Walter Horton was born in Horn Lake, Mississippi, and was
playing a harmonica by the time he was five years old. In his early
teens, he lived in Memphis, Tennessee and claimed that his earliest
recordings were done there in the late 1920s with the Memphis Jug
Band,although there is no documentation of it, and some blues
researchers have stated that this story was most likely fabricated
by Horton. (He also claimed to have taught some harmonica to Little
Walter and the original Sonny Boy Williamson, although these claims
are unsubstantiated, and in the case of the older Williamson,
somewhat suspect).
As with many of his peers, he spent much of his career existing
on a meager income and living with constant discrimination in a
segregated United States of America. In the 1930s he played with
various blues performers across the Mississippi delta region. It is
generally accepted that his first recordings were made in Memphis
backing guitarist Little Buddy Doyle on Doyle's recordings for the
Okeh and Vocalion labels in 1939.These recordings were in the
acoustic duo format popularized by Sleepy John Estes with his
harmonicist Hammie Nixon, among others. On these recordings,
Horton's style is not yet fully realized, but there are clear hints
of what is to come. He eventually stopped playing the harp for a
living due to poor health, and worked mainly outside of the music
industry in the 1940s. By the early 1950s, he was playing music
again, and was among the first to record for Sam Phillips at Sun
Records in Memphis, who would later record Elvis Presley, Carl
Perkins, and Johnny Cash. The early Big Walter recordings from Sun
include performances from a young Phineas Newborn, Jr. on piano,
who later gained fame as a jazz pianist. His instrumental track
recorded around this time, "Easy", was based on Ivory Joe Hunter's
"I Almost Lost My Mind".
During the early 1950s he first appeared on the Chicago blues
scene, where he frequently played with fellow Memphis and Delta
musicians who had also moved north, including guitarists Eddie
Taylor and Johnny Shines.When Junior Wells left the Muddy Waters
band at the end of 1952, Horton replaced him for long enough to
play on one session with Waters in January 1953. Horton's style had
by then fully matured, and he was playing in the heavily amplified
style that became one of the trademarks of the Chicago blues sound.

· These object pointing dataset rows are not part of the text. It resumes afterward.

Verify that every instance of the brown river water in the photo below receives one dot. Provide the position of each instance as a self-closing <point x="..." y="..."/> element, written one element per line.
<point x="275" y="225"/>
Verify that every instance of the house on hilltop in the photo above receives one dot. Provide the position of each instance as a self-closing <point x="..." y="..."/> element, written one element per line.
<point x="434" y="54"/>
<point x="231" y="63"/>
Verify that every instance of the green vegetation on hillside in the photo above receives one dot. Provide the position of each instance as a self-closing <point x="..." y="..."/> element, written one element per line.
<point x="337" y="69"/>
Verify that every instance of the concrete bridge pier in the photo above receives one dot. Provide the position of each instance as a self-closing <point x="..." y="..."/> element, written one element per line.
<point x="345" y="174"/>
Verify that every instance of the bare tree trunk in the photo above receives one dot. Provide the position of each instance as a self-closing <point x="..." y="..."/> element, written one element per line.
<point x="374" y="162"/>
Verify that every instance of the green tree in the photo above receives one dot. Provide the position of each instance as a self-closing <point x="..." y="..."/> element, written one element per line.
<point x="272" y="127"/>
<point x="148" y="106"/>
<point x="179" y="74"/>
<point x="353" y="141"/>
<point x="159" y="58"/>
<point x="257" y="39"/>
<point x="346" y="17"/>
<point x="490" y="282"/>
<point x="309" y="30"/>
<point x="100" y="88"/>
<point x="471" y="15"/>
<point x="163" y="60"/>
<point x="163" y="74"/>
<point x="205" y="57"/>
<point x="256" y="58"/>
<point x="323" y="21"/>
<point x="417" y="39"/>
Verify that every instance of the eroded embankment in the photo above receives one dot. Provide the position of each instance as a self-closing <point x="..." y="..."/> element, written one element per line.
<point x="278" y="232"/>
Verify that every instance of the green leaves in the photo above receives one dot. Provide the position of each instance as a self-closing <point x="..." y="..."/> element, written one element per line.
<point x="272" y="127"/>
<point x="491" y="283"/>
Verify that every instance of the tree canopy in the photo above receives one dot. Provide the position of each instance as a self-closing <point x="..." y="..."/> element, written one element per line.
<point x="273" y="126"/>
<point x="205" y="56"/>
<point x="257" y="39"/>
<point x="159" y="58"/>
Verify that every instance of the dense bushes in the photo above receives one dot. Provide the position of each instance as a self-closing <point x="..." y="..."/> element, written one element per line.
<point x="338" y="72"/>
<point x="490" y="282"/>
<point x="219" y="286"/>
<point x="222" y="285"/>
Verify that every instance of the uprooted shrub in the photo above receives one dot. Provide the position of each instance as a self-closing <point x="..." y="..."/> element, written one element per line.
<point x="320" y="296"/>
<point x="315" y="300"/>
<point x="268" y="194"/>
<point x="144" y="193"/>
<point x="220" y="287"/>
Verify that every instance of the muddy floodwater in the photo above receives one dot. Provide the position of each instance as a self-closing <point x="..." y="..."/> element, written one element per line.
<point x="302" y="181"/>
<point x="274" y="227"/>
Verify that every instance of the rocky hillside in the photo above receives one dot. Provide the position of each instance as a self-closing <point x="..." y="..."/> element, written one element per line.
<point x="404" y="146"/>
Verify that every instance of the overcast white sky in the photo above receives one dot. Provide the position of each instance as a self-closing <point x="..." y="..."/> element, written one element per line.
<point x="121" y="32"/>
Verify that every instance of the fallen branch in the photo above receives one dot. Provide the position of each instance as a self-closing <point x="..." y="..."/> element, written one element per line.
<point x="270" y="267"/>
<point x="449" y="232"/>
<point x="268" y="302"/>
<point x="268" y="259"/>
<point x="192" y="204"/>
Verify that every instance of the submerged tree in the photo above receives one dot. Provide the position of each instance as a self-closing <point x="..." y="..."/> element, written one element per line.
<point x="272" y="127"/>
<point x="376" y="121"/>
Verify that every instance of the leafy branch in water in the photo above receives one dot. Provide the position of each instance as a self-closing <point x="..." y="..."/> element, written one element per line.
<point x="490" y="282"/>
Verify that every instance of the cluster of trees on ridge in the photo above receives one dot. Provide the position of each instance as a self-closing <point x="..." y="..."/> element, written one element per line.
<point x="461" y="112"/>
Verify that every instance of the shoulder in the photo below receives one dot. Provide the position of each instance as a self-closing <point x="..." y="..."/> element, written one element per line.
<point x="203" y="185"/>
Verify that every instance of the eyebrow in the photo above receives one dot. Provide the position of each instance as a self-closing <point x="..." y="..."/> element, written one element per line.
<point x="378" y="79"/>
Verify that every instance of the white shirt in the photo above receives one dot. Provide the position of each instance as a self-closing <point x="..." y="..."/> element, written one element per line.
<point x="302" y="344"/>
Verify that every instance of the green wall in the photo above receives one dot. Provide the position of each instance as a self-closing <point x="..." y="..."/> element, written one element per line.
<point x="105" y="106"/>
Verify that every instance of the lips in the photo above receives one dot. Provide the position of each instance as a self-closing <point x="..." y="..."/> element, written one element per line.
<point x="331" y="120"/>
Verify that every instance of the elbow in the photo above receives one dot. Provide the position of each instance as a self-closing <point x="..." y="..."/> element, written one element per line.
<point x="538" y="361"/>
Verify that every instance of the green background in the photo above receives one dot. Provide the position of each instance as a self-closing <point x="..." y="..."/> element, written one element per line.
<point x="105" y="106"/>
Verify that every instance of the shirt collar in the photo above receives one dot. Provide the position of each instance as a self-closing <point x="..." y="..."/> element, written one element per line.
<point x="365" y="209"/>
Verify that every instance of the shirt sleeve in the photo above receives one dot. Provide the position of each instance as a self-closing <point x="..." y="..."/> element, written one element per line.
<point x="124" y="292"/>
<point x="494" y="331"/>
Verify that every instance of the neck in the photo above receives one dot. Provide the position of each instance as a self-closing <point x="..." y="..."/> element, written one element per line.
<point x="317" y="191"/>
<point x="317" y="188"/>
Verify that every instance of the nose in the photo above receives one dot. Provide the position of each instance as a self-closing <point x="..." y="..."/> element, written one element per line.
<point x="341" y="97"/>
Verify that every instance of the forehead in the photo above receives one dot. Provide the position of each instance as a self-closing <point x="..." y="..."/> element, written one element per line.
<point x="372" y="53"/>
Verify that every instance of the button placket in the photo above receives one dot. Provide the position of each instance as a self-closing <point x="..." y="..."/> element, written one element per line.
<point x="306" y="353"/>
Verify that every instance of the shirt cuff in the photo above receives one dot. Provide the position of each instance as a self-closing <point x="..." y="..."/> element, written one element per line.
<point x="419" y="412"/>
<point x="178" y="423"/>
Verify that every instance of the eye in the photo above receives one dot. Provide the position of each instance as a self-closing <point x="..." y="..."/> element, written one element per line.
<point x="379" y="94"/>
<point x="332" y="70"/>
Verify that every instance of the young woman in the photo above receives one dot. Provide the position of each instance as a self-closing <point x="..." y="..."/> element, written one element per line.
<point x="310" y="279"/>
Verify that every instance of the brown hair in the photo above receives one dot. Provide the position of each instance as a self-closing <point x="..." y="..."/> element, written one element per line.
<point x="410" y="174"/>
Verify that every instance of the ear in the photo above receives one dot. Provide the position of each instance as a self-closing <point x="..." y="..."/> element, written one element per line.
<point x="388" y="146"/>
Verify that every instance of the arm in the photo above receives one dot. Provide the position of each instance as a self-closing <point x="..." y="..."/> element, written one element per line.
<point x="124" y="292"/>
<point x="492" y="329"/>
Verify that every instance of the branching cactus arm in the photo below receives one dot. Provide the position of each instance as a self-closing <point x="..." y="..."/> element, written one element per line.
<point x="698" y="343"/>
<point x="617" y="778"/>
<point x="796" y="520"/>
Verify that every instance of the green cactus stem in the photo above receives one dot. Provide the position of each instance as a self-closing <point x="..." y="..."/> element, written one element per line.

He also made great use of techniques such as tongue-blocking. He
made an outstanding single as a leader for States in 1954. Horton's
solo on Jimmy Rogers' 1956 Chess recording "Walking By Myself" is
considered by many to be one of the high points of his career, and
of Chicago Blues of the 1950s.
Also known as "Mumbles", and "Shakey" because of his head motion
while playing the harmonica, Horton was active on the Chicago blues
scene during the 1960s as blues music gained popularity with white
audiences. From the early 1960s onward, he recorded and appeared
frequently as a sideman with Eddie Taylor, Johnny Shines, Johnny
Young, Sunnyland Slim, Willie Dixon and many others. He toured
extensively, usually as a backing musician, and in the 1970s he
performed at blues and folk music festivals in the U.S. and Europe,
frequently with Willie Dixon's Chicago Blues All-Stars. He has also
appeared as a guest on recordings by blues and rock stars such as
Fleetwood Mac and Johnny Winter.
In October 1968, while touring the United Kingdom, he recorded
the album Southern Comfort with the former Savoy Brown and future
Mighty Baby guitarist Martin Stone. In the late 1970s he toured the
U.S. with Homesick James Williamson, Guido Sinclair, Eddie Taylor,
Richard Molina, Bradley Pierce Smith and Paul Nebenzahl, and
appeared on National Public Radio broadcasts. Two of the best
compilation albums of his own work are Mouth-Harp Maestro and Fine
Cuts. Also notable is the Big Walter Horton and Carey Bell album,
released by Alligator Records in 1972.
He became a mainstay on the festival circuit, and often played
at the open-air market on Chicago's Maxwell Street. In 1977, he
joined Johnny Winter and Muddy Waters on Winter's album I'm Ready,
and during the same period recorded some material for Blind Pig
Records. Horton appeared in the Maxwell Street scene in the
1980 film The Blues Brothers, accompanying John Lee Hooker. His
final recordings were made in 1980.
Horton died from heart failure in Chicago in 1981 at the age of
64 and was buried in Restvale Cemetery in Alsip, Illinois.
He was posthumously inducted into the Blues Hall of Fame in
1982.
The Cache: You will be looking for a small container that is
only big enough for the log. Please bring your own pen.